Just like earlier, my brain can’t comprehend the amount of what-ifs that revolve around this man, and crouched here before him, euphoria warming my soul at his demise, I have everything I need.

But this one damn question won’t go. I feel like a child, like the small girl who just wants her mom and dad to love her desperately but only ends up in more pain, no matter how hard she tries.

This question isn’t for me, it’s for her. It’s a piece of her healing, mine too, and after everything this man has done to me, I can’t deny that little child the one answer she seeks.

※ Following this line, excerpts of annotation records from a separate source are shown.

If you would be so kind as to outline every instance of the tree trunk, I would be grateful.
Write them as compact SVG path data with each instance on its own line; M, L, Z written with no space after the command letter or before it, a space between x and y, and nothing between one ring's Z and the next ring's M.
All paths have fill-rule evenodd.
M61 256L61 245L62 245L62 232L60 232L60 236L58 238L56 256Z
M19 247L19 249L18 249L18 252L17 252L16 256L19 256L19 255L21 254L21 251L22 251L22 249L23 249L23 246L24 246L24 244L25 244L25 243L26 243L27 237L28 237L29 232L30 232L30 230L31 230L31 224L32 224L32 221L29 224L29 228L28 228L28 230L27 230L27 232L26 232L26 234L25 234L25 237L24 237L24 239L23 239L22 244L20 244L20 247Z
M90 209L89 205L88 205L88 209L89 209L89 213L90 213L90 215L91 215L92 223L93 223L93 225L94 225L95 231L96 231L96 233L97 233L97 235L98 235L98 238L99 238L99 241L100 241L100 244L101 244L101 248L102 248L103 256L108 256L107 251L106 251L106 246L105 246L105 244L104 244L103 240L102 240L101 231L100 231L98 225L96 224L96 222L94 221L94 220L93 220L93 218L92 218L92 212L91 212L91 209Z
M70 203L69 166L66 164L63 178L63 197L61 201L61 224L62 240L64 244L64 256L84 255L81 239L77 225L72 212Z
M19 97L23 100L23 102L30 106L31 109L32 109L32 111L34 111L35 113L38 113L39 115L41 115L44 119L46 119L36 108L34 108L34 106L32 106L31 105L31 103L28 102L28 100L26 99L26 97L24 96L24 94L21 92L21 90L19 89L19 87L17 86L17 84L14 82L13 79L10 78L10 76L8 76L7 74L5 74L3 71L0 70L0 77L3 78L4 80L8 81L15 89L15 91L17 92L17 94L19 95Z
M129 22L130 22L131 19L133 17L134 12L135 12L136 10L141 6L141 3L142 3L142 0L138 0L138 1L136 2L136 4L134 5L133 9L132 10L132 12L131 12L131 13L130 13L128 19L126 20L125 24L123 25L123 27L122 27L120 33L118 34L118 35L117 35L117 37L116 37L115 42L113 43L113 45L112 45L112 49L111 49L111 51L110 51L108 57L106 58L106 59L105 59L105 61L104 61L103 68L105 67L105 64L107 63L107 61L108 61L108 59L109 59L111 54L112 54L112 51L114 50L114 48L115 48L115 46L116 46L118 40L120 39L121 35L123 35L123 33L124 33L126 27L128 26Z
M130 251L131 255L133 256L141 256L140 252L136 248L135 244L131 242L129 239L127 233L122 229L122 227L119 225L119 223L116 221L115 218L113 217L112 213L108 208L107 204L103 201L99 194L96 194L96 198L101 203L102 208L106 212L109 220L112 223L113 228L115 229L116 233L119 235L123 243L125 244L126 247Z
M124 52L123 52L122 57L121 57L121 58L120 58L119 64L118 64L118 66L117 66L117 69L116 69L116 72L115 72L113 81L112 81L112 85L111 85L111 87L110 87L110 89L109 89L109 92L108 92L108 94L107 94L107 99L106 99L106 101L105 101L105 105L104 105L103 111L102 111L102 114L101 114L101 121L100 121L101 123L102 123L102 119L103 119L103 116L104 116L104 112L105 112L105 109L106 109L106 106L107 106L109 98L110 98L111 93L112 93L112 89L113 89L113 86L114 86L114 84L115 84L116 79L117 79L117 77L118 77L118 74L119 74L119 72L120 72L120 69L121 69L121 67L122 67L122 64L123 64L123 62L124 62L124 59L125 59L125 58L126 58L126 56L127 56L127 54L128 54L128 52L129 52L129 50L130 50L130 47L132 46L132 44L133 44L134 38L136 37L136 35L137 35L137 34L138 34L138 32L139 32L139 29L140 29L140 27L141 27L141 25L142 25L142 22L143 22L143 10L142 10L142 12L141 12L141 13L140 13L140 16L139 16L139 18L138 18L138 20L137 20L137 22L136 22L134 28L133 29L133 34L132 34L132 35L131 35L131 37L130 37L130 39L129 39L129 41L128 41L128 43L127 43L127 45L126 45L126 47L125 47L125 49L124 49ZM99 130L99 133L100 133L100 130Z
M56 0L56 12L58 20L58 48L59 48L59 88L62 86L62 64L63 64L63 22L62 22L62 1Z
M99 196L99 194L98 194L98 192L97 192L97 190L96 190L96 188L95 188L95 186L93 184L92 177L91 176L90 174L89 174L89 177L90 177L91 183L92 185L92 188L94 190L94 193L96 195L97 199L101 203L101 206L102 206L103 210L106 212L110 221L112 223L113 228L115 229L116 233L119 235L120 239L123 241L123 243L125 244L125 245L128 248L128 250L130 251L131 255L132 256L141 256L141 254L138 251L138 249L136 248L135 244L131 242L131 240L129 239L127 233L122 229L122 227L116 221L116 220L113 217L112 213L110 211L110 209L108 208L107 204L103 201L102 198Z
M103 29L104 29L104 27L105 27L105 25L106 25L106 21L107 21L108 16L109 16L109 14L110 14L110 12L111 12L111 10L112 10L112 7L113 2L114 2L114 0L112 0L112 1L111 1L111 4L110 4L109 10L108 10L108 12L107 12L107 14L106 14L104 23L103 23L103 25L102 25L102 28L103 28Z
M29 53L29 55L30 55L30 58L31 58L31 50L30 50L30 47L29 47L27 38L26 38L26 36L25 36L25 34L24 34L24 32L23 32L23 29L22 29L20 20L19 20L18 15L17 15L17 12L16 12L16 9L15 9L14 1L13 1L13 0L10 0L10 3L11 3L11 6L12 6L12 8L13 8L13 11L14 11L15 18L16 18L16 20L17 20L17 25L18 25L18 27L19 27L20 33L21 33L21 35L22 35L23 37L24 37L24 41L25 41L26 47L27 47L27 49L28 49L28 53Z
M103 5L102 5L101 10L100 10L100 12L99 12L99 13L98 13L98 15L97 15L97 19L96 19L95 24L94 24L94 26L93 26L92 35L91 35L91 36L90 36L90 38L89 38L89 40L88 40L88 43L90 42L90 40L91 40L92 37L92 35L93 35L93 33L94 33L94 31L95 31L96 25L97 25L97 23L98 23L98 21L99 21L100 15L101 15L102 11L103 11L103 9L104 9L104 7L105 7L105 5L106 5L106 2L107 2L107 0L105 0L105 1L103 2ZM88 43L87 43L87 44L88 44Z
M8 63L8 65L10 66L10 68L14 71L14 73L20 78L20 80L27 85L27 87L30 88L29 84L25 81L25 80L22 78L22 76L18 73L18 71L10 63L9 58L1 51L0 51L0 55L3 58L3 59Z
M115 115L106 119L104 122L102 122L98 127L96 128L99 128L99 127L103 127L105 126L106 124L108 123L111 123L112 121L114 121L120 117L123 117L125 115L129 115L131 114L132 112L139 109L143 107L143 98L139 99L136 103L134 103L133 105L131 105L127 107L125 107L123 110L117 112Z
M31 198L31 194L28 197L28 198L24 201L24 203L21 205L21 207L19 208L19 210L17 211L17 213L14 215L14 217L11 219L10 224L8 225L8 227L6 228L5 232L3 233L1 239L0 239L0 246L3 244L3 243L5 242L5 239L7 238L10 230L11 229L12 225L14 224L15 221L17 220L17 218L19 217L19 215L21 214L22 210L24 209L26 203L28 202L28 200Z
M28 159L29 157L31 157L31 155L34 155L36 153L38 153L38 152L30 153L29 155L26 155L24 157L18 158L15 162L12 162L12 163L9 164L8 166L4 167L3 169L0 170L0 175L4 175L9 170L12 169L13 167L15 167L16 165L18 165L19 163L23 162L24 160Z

“There was nothing to regret,” he grunts, his chest rising and falling in quick succession as his nostrils flare.

Instinctively, I’m swarmed with the sense of deflation that comes with a truth like that, but instead of giving in to the excruciating ache that threatens to split my soul in two at his admission, I offer the kind words to myself that I so dearly sought from him.

You were enough, Little Elodie. Just like I’m enough now. That pain has shaped us into who we are. Let it forever be our strength.

It’s a vow, a promise, a mantra. To drive it home, I let that small part of me that still clings to childhood hope rise to the surface as I tighten my hold on the hammer. My gaze is locked on his, my heart calm for the first time in forever as I smile softly, contently, truly.

“I’m going to make sure you rest in pieces,” I breathe, defiant as his eyes widen in horror, tracking the hammer in my hands.

Effortlessly, I swing all of my strength into the metal in my hands, relishing in the crunch as it meets his skull, blood splattering over me like a burst pipe.

There’s no cry of pain or howl of rage this time. There’s nothing but silence.

It’s not enough, though.

I lift the weapon again, and again, and again, each blow meeting its target until he’s unrecognizable.

Certain he’s dead, I let the hammer fall loose at my side as I sway on my feet.

I stumble back two steps before I’m met with a firm but warm embrace.

Arms wrap around me gently as a familiar woodsy scent engulfs me.

“It’s okay. I’ve got you. I’ve always got you.”